Privacy & Information Security Law Blog

On September 27, 2021, the Centre for Information Policy Leadership (“CIPL”) at Hunton Andrews Kurth published a white paper on the “GDPR Enforcement Cooperation and the One-Stop-Shop (“OSS”) - Learning from the First Three Years” (the “Paper”). The Paper identifies the challenges faced by the OSS, defines CIPL’s position, and proposes possible solutions to improve the OSS mechanism, taking into account the European Data Protection Board’s (“EDPB”) recent work and decisions by the Court of Justice of the European Union (“CJEU”).

CIPL believes the OSS is essential to supporting the consistent implementation of the GDPR in order to achieve the EU single market, bringing important benefits to individuals, organizations, and Supervisory Authorities (“SAs”). CIPL advocates for making a strong effort at the European level and among SAs to address challenges facing the OSS.
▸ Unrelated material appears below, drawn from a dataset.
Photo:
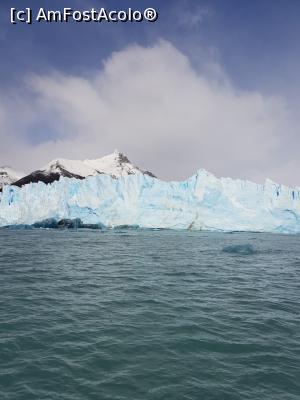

In the Paper, CIPL recommends that the EDPB:

• Continue to work to foster respect, mutual recognition, sharing, and understanding of the different regulatory approaches among the EU Member States;
• Encourage the creation of a common framework for procedural rules, including rules on transparency and the right to be heard;
• Continue to promote the application of the OSS in the e-Privacy Regulation and other EU digital drafts to ensure consistent enforcement and reduce the risk of double jeopardy;
• Foster exchanges between SAs regarding different regulatory approaches, the compliance effects they deliver, and methods of encouraging behavioral changes focused on desired outcomes;
• Continue to ensure that relevant and reasoned objections, mutual assistance and joint operation procedures are used in limited cases of serious concern to further promote SAs’ self-restraint;
• Consider enabling organizations to validate their main establishments and set up a voluntary register;
• Adopt guidelines on how corrective measures should apply, including a clear and transparent decision matrix for calculating administrative fines;
• Foster “self-regulation” among SAs themselves through commitments in a Memorandum of Understanding to complement the GDPR cooperation processes; and
• Because the OSS is subject to a complex arrangement under which supervisory authorities from other jurisdictions (Concerned Supervisory Authorities or “CSAs”) may have views in enforcement actions, consider working over the long term with a panel of three CSAs that is set up to coordinate a single composite response to a proposed Lead Supervisory Authority decision.